In heart failure, a left ventricular ejection fraction of 50% held up as the biological thresholdopens in a new tab or window separating two distinct patient populations with different prognoses. (Circulation)
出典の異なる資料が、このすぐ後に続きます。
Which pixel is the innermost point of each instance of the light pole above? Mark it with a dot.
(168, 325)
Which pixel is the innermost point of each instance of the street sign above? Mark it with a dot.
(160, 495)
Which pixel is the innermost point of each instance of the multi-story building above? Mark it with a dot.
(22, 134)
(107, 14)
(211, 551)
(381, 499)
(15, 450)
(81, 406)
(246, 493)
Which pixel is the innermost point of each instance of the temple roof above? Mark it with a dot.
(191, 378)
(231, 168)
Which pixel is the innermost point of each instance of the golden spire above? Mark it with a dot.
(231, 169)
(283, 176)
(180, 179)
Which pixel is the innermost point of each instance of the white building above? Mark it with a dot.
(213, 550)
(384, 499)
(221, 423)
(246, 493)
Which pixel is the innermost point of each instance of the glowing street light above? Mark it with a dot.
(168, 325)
Kondo, Toru, Pooja Dewan, Inder S Anand, Akshay S Desai, Milton Packer, Michael R Zile, Marc A Pfeffer, et al. “Clinical Characteristics and Outcomes in Patients With Heart Failure: Are There Thresholds and Inflection Points in Left Ventricular Ejectio n Fraction and Thresholds Justifying a Clinical Classification?” Circulation, June 27, 2023, 10.1161/CIRCULATIONAHA.122.063642 . .

背景
最近のガイドラインでは、左室駆出率(LVEF)に基づく心不全(HF)の分類が提案されているが、選択された区分が生物学的に合理的であったかどうかは依然として不明である。LVEFの全範囲に及ぶ患者を用いて、患者の特徴や臨床転帰の変曲点(inflection points)にLVEFの閾値のエビデンスがあるかどうかを検討した。

方法
患者レベルの情報を用いて、駆出率が低下した患者と維持された患者を含む6つのランダム化比較HF試験に登録された33 699人の参加者の統合データセットを作成した。全死亡(および特定の死因)およびHF入院の発生率とLVEFとの関係をポアソン回帰モデルを用いて評価した。

結果
LVEFが増加するにつれて、年齢、女性の割合、肥満度、収縮期血圧、心房細動と糖尿病の有病率は増加したが、虚血性病態、推定糸球体濾過量、NT-proBNP(N末端プロB型ナトリウム利尿ペプチド)は減少した。
LVEFが50%を超えると、年齢と女性の割合は増加し続け、虚血性病態とNT-proBNPは減少したが、他の特徴は有意な変化はなかった。ほとんどの臨床転帰(非心血管死を除く)の発生率はLVEFが増加するにつれて減少し、LVEFの変曲点は全死亡と心血管死で約50%、ポンプ不全死で約40%、HF入院で約35%であった。
これらの閾値より高くなると、発生率はほとんど低下しなかった。
LVEFと死亡の間にJ字型の関係を示す証拠はなく、LVEFが正常("suppranormal")以上の患者で転帰が悪いことを示す証拠はなかった。
同様に、心エコーデータのある患者のサブセットでは、アミロイドーシスを示唆する高正常LVEFの患者には構造的な差はみられず、NT-proBNP値はこの結論と一致していた。

結論
HF患者において、患者特性のパターンが変化し、イベント発生率がより高いLVEF値と比較して増加し始めるLVEF閾値が約40%から50%であった。われわれの知見は、軽度の駆出率低下を有するHFを予後に基づいて定義する現在のLVEF上限閾値を支持するエビデンスを提供するものである。

Translated with DeepL

この記事が気に入ったらサポートをしてみませんか?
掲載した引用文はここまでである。